Glossary
Revenue Cycle Management Glossary
A plain-English guide to the terms, metrics, and workflows that power modern RCM operations.
Medical billing and coding
Charge Lag
What is Charge Lag?
Charge Lag is the amount of time that elapses between a clinical service being provided and the associated charge being entered into the billing system. It is a critical "mid-cycle" metric that determines the speed of the entire revenue cycle.
Why Charge Lag is Critical for CFOs and Financial Leaders
CFOs track charge lag to identify bottlenecks that prevent timely claims submission.
- Cash Flow Velocity: Every day of charge lag is a day that the organization is not getting paid. Reducing lag is one of the fastest ways to lower Days in A/R.
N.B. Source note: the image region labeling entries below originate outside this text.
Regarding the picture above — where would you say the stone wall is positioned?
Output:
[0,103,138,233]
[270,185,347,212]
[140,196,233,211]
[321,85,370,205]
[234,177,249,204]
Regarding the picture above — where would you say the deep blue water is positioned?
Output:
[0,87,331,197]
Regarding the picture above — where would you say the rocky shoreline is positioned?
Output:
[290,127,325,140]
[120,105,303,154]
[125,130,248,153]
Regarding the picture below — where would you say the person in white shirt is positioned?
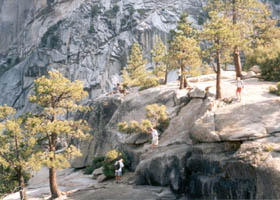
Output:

- Revenue Integrity: Longer lag times increase the risk of "missing" charges, where services are performed but never billed, leading to significant revenue leakage.
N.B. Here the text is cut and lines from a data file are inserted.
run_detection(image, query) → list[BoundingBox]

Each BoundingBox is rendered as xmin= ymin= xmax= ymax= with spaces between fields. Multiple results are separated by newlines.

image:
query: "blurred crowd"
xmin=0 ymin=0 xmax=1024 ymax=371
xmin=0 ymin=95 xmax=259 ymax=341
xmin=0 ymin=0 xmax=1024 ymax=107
- Compliance Risk: Timely filing limits set by payers mean that excessive charge lag can result in automatic claim denials that are difficult to appeal.
Use Cases: Accelerating the Billing Cycle
- Automated Charge Capture: Systems that integrate directly with the EHR can automatically flag completed appointments that do not have a corresponding charge, ensuring nothing is missed.
- Coding Efficiency Tools: AI-assisted coding tools prioritize documentation queues based on date of service, ensuring that coders process the oldest encounters first to minimize lag.
Charge Lag vs. Coder Productivity
- Charge Lag: Measures the time it takes for a charge to enter the system.
Coder Productivity: Measures the volume of charts or claims a coder processes within a specific timeframe.